🤖 AI Summary
This work addresses the challenges in zero-shot voice imitation posed by the scarcity of high-quality parallel data and the audio quality bottleneck arising from using synthetic speech as the training target. The authors propose an innovative approach that reverses the conventional roles of synthetic and real speech during training—treating synthetic utterances as the source and natural recordings as the target—and integrates autoregressive modeling with interleaved text-audio modeling. Without relying on complex disentanglement architectures, the method leverages pseudo-parallel corpora and a preference-based post-training strategy to achieve alignment with human preferences. Experimental results demonstrate that the proposed approach significantly outperforms existing methods in terms of speech naturalness while preserving high fidelity in speaker identity, accent, and emotional expression.
📝 Abstract
Voice imitation aims to transform source speech to match a reference speaker's timbre and speaking style while preserving linguistic content.

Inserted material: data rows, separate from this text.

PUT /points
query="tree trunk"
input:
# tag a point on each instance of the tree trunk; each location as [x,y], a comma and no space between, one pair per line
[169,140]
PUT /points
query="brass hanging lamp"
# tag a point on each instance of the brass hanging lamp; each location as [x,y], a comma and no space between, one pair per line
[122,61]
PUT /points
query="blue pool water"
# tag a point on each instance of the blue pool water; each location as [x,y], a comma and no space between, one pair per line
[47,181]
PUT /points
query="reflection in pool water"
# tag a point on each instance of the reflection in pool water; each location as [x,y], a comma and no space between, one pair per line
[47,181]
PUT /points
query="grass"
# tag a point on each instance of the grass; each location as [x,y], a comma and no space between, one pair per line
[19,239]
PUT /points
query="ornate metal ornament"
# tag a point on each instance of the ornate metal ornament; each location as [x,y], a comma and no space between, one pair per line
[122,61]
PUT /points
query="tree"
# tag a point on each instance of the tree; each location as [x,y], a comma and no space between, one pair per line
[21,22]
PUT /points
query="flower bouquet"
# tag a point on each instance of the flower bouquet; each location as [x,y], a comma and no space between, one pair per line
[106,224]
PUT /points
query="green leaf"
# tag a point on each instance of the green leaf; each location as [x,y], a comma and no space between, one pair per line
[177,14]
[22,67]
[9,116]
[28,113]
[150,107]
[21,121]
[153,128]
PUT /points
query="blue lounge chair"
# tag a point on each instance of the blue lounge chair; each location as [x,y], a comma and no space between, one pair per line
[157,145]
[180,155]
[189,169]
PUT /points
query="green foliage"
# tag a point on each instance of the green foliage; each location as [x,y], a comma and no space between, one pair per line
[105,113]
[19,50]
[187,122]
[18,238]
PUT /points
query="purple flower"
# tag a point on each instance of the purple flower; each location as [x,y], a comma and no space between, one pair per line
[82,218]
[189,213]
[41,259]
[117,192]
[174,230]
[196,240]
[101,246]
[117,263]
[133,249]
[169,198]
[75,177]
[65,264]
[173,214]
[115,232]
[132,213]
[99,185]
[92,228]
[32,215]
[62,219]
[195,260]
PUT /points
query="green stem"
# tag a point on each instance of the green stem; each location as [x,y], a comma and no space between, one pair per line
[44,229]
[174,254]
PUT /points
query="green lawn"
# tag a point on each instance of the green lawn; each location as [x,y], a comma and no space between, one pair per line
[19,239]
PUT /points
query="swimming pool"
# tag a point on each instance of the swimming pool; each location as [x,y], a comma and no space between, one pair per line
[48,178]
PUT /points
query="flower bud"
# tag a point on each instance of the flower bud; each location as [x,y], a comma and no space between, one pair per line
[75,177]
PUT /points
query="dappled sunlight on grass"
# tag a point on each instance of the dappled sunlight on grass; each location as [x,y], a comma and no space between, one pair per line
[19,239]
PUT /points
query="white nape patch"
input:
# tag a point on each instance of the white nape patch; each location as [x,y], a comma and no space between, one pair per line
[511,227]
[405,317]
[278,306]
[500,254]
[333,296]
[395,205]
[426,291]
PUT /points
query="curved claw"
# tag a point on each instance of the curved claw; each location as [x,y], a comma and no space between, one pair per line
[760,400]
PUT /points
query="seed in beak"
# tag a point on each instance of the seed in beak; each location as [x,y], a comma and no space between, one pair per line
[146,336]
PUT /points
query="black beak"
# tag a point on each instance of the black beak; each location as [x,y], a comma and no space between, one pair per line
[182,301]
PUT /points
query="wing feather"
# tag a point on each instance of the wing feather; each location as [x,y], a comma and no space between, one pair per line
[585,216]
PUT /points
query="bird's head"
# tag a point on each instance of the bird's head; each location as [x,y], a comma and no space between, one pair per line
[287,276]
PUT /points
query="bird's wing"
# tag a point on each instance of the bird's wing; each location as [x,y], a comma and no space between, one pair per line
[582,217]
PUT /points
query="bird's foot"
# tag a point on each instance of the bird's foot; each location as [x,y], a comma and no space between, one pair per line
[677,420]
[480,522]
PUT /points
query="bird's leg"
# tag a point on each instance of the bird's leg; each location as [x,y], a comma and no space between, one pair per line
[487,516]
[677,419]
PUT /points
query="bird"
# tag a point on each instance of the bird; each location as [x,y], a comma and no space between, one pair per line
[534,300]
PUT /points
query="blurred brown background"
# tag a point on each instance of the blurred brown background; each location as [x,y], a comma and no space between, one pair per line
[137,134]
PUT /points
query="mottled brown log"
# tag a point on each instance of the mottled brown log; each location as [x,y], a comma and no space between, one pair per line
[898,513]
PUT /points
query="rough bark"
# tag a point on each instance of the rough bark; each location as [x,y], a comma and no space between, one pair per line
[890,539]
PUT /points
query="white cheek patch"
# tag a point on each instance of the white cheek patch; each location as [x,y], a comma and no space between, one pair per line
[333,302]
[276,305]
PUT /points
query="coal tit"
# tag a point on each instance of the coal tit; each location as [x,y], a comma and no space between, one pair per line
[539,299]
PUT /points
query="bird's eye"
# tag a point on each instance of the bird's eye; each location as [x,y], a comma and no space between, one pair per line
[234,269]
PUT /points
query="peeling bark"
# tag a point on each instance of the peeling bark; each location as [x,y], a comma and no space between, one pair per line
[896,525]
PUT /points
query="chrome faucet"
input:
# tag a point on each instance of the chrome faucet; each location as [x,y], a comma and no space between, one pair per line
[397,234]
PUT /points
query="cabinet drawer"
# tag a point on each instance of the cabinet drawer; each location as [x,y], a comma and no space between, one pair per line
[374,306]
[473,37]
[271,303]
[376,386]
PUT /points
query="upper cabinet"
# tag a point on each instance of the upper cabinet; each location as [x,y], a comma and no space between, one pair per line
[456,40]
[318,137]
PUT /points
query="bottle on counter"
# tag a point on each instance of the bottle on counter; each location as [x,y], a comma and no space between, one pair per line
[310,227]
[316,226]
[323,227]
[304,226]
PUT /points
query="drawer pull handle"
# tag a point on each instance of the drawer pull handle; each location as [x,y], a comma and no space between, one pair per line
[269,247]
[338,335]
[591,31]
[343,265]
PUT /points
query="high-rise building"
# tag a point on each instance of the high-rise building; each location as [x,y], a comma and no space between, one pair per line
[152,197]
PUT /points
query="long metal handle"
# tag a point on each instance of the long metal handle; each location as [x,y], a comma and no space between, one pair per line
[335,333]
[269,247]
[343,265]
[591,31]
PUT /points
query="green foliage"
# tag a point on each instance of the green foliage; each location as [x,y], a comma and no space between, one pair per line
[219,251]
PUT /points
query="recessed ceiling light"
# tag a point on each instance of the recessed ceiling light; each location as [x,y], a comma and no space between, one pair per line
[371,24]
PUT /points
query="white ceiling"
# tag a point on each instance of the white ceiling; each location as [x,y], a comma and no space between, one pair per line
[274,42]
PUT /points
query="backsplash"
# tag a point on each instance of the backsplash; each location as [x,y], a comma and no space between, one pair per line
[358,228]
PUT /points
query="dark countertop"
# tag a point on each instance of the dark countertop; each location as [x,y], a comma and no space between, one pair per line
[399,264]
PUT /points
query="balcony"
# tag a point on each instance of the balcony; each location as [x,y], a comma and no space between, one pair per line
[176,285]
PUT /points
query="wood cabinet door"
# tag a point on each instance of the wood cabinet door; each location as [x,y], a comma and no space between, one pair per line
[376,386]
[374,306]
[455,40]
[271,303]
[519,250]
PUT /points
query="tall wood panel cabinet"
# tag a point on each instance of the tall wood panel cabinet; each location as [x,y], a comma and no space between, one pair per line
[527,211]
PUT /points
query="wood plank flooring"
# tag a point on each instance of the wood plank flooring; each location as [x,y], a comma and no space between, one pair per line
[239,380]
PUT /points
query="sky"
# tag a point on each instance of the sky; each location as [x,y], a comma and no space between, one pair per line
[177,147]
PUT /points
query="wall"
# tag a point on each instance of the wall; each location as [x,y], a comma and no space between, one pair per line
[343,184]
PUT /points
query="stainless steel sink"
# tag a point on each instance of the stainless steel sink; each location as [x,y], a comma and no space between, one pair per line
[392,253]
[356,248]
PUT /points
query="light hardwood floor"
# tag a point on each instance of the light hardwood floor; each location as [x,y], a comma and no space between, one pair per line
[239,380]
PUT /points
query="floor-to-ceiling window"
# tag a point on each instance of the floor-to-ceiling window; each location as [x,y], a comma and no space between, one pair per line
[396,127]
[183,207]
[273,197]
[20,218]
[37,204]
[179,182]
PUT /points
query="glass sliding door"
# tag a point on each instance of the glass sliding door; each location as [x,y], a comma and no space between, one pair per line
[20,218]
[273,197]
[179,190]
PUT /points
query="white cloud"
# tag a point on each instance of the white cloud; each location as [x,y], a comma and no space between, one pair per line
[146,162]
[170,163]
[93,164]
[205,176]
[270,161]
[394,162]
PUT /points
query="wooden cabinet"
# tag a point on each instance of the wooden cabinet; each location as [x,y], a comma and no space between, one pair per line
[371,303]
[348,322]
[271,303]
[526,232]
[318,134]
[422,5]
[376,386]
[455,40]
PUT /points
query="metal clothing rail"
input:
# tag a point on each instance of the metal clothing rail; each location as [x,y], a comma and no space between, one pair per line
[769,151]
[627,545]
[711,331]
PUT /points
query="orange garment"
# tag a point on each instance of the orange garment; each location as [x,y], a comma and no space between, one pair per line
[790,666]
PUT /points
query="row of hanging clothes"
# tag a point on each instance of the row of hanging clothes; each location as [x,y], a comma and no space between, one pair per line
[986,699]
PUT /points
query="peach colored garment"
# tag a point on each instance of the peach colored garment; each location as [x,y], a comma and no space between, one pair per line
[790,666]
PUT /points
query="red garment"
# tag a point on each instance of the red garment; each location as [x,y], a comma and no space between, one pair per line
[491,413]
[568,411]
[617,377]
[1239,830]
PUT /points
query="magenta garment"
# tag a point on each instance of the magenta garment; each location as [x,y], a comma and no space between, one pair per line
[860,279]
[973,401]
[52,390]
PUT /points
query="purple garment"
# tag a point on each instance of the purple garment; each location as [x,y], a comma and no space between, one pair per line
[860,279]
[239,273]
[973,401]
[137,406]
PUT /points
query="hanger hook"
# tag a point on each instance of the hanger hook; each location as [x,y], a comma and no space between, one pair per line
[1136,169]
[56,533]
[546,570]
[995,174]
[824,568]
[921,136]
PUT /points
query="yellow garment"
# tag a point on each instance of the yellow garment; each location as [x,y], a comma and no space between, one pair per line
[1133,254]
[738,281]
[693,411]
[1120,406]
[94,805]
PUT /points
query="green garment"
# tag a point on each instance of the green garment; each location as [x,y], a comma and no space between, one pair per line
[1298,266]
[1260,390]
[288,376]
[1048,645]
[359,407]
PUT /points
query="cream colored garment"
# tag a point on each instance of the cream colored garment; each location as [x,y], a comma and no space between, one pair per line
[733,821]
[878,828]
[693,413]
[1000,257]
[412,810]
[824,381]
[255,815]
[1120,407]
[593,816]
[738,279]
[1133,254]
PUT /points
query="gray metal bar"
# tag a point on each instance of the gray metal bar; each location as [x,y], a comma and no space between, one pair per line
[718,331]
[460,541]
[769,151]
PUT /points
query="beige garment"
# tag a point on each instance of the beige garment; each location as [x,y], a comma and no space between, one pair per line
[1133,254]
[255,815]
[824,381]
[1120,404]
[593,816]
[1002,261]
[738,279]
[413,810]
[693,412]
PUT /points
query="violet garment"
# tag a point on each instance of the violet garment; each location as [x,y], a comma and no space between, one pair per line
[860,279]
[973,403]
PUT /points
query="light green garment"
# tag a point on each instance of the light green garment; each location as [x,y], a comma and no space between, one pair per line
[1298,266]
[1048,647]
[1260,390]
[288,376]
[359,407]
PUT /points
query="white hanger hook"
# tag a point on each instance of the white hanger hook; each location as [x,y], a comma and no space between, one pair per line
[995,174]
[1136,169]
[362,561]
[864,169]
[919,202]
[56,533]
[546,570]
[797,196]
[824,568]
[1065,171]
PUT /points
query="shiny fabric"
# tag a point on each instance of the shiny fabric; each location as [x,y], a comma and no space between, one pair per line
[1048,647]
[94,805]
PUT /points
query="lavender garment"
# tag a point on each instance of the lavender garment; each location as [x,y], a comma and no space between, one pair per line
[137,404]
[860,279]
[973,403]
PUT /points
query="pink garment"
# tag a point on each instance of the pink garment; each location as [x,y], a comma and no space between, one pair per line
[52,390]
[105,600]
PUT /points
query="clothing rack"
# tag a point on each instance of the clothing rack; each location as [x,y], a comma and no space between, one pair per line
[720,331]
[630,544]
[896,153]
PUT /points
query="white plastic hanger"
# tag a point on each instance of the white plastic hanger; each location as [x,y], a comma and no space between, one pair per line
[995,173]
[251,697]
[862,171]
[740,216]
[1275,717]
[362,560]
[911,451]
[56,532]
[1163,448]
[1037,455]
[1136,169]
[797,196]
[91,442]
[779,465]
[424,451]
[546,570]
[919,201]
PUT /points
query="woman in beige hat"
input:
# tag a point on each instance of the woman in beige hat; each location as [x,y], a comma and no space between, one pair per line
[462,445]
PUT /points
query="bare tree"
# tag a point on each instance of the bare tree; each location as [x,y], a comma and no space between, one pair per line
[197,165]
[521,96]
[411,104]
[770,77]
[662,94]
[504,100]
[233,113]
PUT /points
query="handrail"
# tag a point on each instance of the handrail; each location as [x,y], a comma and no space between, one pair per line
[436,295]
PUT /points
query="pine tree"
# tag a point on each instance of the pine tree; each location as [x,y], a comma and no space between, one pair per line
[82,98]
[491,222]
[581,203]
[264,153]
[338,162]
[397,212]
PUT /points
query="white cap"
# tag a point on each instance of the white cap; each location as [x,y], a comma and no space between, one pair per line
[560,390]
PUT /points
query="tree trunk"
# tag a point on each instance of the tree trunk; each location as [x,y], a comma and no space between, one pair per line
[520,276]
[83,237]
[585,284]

A straightforward approach is to train on triplets of (source, reference, target), where source and target share the same content but target matches the reference's voice characteristics, yet such data is extremely scarce. Existing approaches either employ carefully designed disentanglement architectures to bypass this data scarcity or leverage external systems to synthesize pseudo-parallel training data. However, the former requires intricate model design, and the latter faces a quality ceiling when synthetic speech is used as training targets. To address these limitations, we propose MimicLM, which takes a novel approach by using synthetic speech as training sources while retaining real recordings as targets. This design enables the model to learn directly from real speech distributions, breaking the synthetic quality ceiling. Building on this data construction approach, we incorporate interleaved text-audio modeling to guide the generation of content-accurate speech and apply post-training with preference alignment to mitigate the inherent distributional mismatch when training on synthetic data. Experiments demonstrate that MimicLM achieves superior voice imitation quality with a simple yet effective architecture, significantly outperforming existing methods in naturalness while maintaining competitive similarity scores across speaker identity, accent, and emotion dimensions.